One of the most rewarding parts of travel is when you get to partake in other culture’s traditions that differ from the ones you know from back home. Until preparing for this road trip around Sweden with Volvo I had never heard of Midsummer before. I would soon come to learn it is the 2nd most important holiday for the Swedes after Christmas.
So what is Midsummer?
Around mid June at the time of summer solstice, this celebration kicks off the summer season followed by a five-week annual holiday which is important in a culture with a short summer season. The day begins with the picking of flowers to adorn the maypole, the centerpiece of the celebration where people gather to sing and dance around with traditional songs. Everyone from men and women to boys and girls make flower crowns, and we even saw a few dogs with flower collars! The gatherings of community, friends and family proceed after the morning’s activities to a large banquet lunch traditionally of herring, boiled potatoes with toppings and a good amount of schnapps. Throughout the course of lunch a fun variety of midsummer songs are sung about always ending with a toast and another gulp of the fruity liquor. Toward the end of lunch the songs get quite a bit more racy as the drinking games progress all in good fun.

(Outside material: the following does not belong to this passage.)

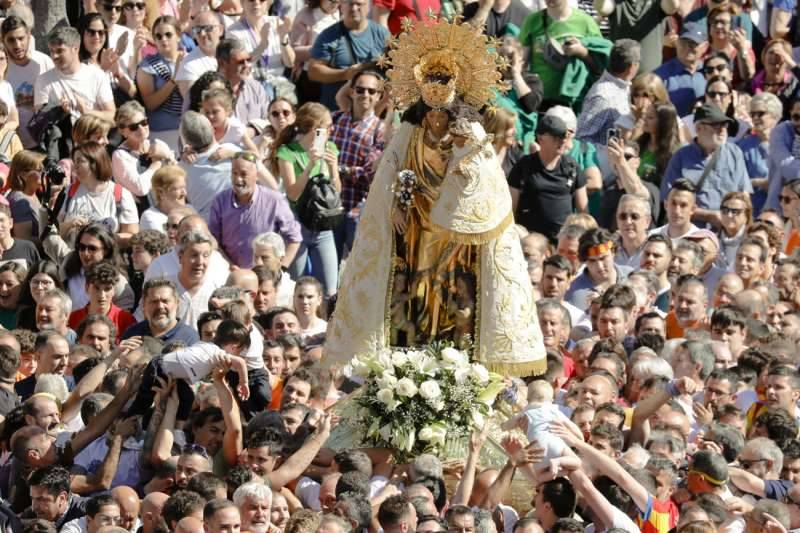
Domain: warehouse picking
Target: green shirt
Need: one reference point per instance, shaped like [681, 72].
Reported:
[578, 24]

It was absolutely magical to be immersed into this cultural tradition with our host family Vibs and Robert Sohlberg who made us feel like one of their own and who happen to own the wonderful little down to earth inn on the water, Slussens Pensionat, where we stayed during Midsummer. This hotel is such a fun escape with live music on the water and an organic, sustainable restaurant worth a visit even if you are not staying the night.
Perhaps my favorite tradition for Midsummer is the final of the night. You pick 7 different types of flowers from the garden and place them under your pillow and as legend goes, you will dream of your one true love. Now that is something I would like to bring back home with me.